The analyst's warning also implicitly highlights the constraining realities that PAS confronts operationally. Despite its substantial membership and grassroots networks, PAS cannot unilaterally remove coalition partners without triggering broader political realignments. Bersatu brings its own voter base, state-level governance structures, and mobilisation capacity. Any removal process would require either federal-level intervention or such overwhelming consensus that attempting it would itself signal internal collapse. The very effort to engineer such a removal, even if ultimately unsuccessful, would damage PN's marketability to moderate voters concerned about institutional coherence.

Bersatu's positioning within PN also reflects broader Malay-Muslim political calculations that extend beyond simple partisan competition. The party serves specific constituencies and represents particular institutional interests within the Malay establishment. Attempting to sideline Bersatu would be interpreted not merely as internal party management, but as an attempt to redirect power flows within structures that moderate voters understand as inherently unstable. This perception problem becomes particularly acute because moderate voters often view Malay-Muslim political divisions with considerable concern, viewing them as destabilising forces that distract from economic management and delivery of public goods.

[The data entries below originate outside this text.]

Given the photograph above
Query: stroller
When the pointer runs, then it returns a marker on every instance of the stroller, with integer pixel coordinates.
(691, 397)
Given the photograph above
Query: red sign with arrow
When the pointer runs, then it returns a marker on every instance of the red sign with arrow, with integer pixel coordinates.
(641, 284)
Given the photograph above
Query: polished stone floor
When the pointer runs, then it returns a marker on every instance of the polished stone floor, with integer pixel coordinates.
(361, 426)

The strategic implications for PAS deserve careful consideration. The party's electoral fortunes depend substantially on maintaining a coalition capable of capturing both ideologically-motivated supporters and pragmatic voters concerned principally with governance outcomes. Any action perceived as prioritising factional advantage over coalition stability would erode the latter category's confidence. In states like Selangor and Negeri Sembilan, where moderate voters concentrate, such erosion could prove electorally decisive. The 2023 elections demonstrated that PN's capacity to challenge the Pakatan Harapan-UMNO arrangements depends on coalition cohesion appearing credible to swing voters.

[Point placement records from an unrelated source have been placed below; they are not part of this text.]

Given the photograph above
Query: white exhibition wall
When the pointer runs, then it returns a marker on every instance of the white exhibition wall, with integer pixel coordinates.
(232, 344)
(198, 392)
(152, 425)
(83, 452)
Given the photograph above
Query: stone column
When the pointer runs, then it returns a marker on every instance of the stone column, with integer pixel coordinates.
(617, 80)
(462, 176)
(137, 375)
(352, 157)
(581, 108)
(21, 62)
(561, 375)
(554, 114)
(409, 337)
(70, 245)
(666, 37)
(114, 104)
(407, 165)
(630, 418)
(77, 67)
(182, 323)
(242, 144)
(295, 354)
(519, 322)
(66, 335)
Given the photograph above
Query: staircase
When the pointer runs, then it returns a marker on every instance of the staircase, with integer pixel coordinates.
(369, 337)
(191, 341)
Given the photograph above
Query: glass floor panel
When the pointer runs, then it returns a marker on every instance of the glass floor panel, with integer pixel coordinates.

Moreover, internal coalition conflicts tend to generate secondary effects that cascade through voter decision-making. Concerns about institutional instability often manifest as risk-averse voting behaviour, where uncertain voters revert to incumbent-supporting patterns regardless of satisfaction levels. Conversely, voter confidence in coalition stability creates space for genuine persuasion campaigns. By threatening coalition coherence, any PAS-led ouster attempt would foreclose precisely the electoral opportunities that moderate voters represent—constituencies whose volatility has increasingly determined election outcomes across Malaysian electoral contests.

The current PN structure, despite evident internal tensions, provides both PAS and Bersatu with leverage that neither possesses independently. Removing Bersatu would strengthen PAS's internal party position but weaken PN's broader electoral appeal at precisely the moment when the coalition needs to consolidate voter support. This dynamic helps explain why such removal attempts remain theoretical exercises rather than executed strategy. The political costs simply exceed the factional benefits, particularly when calculated against the moderate voter losses that would inevitably follow.